Keras geri aramaları , yerleşik Model.fit / Model.evaluate / Model.predict API'lerinde eğitim/değerlendirme/tahmin sırasında farklı noktalarda çağrılan nesnelerdir. Kılavuzun sonundaki Sonraki adımlar bölümünde daha fazla bilgi edinin.

Kurmak

Gösteri amacıyla içe aktarma ve basit bir veri kümesiyle başlayın:

import tensorflow.compat.v1 as tf1
import tensorflow as tf
import numpy as np
import tempfile
mnist = tf.keras.datasets.mnist

(x_train, y_train),(x_test, y_test) = mnist.load_data()
x_train, x_test = x_train / 255.0, x_test / 255.0
-yer tutucu2 l10n-yer
Downloading data from https://storage.googleapis.com/tensorflow/tf-keras-datasets/mnist.npz
11493376/11490434 [==============================] - 0s 0us/step
11501568/11490434 [==============================] - 0s 0us/step

TensorFlow 1: tf.estimator API'leri ile kontrol noktalarını kaydedin

Bu TensorFlow 1 örneği, tf.estimator.Estimator API'leri ile eğitim/değerlendirme sırasında her adımda kontrol noktalarını kaydetmek için tf.estimator.RunConfig nasıl yapılandırılacağını gösterir:

feature_columns = [tf1.feature_column.numeric_column("x", shape=[28, 28])]

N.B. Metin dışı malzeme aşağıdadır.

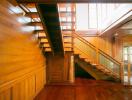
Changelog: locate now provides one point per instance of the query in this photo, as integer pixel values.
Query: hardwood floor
(85, 89)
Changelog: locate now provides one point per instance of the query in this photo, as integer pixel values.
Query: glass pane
(92, 16)
(82, 16)
(130, 58)
(125, 57)
(125, 50)
(125, 69)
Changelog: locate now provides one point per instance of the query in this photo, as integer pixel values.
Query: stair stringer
(93, 71)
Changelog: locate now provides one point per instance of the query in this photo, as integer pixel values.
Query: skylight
(92, 15)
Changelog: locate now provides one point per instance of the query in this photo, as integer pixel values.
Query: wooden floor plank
(85, 89)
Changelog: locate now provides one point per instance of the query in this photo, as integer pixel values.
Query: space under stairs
(96, 62)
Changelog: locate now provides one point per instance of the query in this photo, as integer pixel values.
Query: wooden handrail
(91, 45)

config = tf1.estimator.RunConfig(save_summary_steps=1,
                                 save_checkpoints_steps=1)

path = tempfile.mkdtemp()

classifier = tf1.estimator.DNNClassifier(
    feature_columns=feature_columns,
    hidden_units=[256, 32],
    optimizer=tf1.train.AdamOptimizer(0.001),
    n_classes=10,
    dropout=0.2,
    model_dir=path,
    config = config
)

train_input_fn = tf1.estimator.inputs.numpy_input_fn(
    x={"x": x_train},
    y=y_train.astype(np.int32),
    num_epochs=10,
    batch_size=50,
    shuffle=True,
)

test_input_fn = tf1.estimator.inputs.numpy_input_fn(
    x={"x": x_test},
    y=y_test.astype(np.int32),
    num_epochs=10,
    shuffle=False
)

train_spec = tf1.estimator.TrainSpec(input_fn=train_input_fn, max_steps=10)
eval_spec = tf1.estimator.EvalSpec(input_fn=test_input_fn,
                                   steps=10,
                                   throttle_secs=0)

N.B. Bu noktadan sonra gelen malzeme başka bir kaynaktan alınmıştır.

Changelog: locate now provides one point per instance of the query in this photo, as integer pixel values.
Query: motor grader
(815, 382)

tf1.estimator.train_and_evaluate(estimator=classifier,
                                train_spec=train_spec,
                                eval_spec=eval_spec)
INFO:tensorflow:Using config: {'_model_dir': '/tmp/tmplrkjo9in', '_tf_random_seed': None, '_save_summary_steps': 1, '_save_checkpoints_steps': 1, '_save_checkpoints_secs': None, '_session_config': allow_soft_placement: true
graph_options {
  rewrite_options {
    meta_optimizer_iterations: ONE
  }
}
, '_keep_checkpoint_max': 5, '_keep_checkpoint_every_n_hours': 10000, '_log_step_count_steps': 100, '_train_distribute': None, '_device_fn': None, '_protocol': None, '_eval_distribute': None, '_experimental_distribute': None, '_experimental_max_worker_delay_secs': None, '_session_creation_timeout_secs': 7200, '_checkpoint_save_graph_def': True, '_service': None, '_cluster_spec': ClusterSpec({}), '_task_type': 'worker', '_task_id': 0, '_global_id_in_cluster': 0, '_master': '', '_evaluation_master': '', '_is_chief': True, '_num_ps_replicas': 0, '_num_worker_replicas': 1}
WARNING:tensorflow:From /tmp/ipykernel_20296/3980459272.py:18: The name tf.estimator.inputs is deprecated. Please use tf.compat.v1.estimator.inputs instead.

WARNING:tensorflow:From /tmp/ipykernel_20296/3980459272.py:18: The name tf.estimator.inputs.numpy_input_fn is deprecated. Please use tf.compat.v1.estimator.inputs.numpy_input_fn instead.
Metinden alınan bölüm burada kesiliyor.